A recent report described a patient with IgG4-RD who had an apparently low IgG4 level due to ‘prozone’ effect and the serum sample needed to be diluted before nephelometry could reveal the true elevated level.18 Thus, the rheumatologist should order dilution of samples when clinically indicated. It is not clear from the Methods sections of the papers from the Stone group that such dilutions were performed, but it is my understanding from contacting the authors that the prozone effect was ruled out.
The rheumatologist office should contact the local clinical laboratory that will collect and analyse the samples for flow cytometry (fluorescence activated cell sorting; FACS). Experience during clinical trials where FACS samples were sent to a ‘central laboratory’ has indicated the importance of fixative concentrations in antigen preservation.17
FACS samples are placed in different fixatives depending on whether surface markers only or internal cytoplasmic markers (ie, fixatives that make membranes permeable) are studied. At present, fixatives for surface markers appear to be preferred, since the latter fixatives may lead to loss of surface antigenicity.
The rheumatologist needs to alert the surgeon obtaining the biopsy and the pathologist that special immunohistology will be required.
The rheumatologist needs to evaluate the biopsy report according to the guidelines set out by the IgG4-RD consensus committee. The sample may need to be ‘sent out’ for a review at a tertiary centre.
Conclusions and final remarks
We can no longer simply use elevated IgG4 levels as a surrogate marker for IgG4-RD. The unexpected low predictive value of an elevated IgG4 level will certainly change the way rheumatologists approach diagnosis, and thus therapy.
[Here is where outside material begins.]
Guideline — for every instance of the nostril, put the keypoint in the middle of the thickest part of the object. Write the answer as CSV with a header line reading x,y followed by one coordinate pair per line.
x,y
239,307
Indeed, we must even examine our terminology and whether it is misleading to designate these conditions as ‘IgG4-related disease.’
Plasmablasts may provide the surrogate marker with greater sensitivity and specificity for IgG4-RD, but larger multicentre trials are required to support both this hypothesis and rituximab treatment in refractory cases.
We must ask our clinical laboratory to perform dilutions of IgG4 in suspicious cases to avoid prozone effect that can lead to artifactually low IgG4 levels.
Further, we have to be aware of the variations among pathologists in making the diagnosis of IgG4-RD and that we may need to send tissue biopsies for secondary review to tertiary centres with expertise in IgG4-RD.4
On an optimistic note, these articles provide hope that a surrogate non-invasive marker may allow us to provide earlier and less invasive diagnosis.
If this editorial sounds like the early days of achieving consensus about classification of lymphomas or monoclonal gammopathy, then I have made my point.
Competing interests None.
Provenance and peer review Commissioned; externally peer reviewed.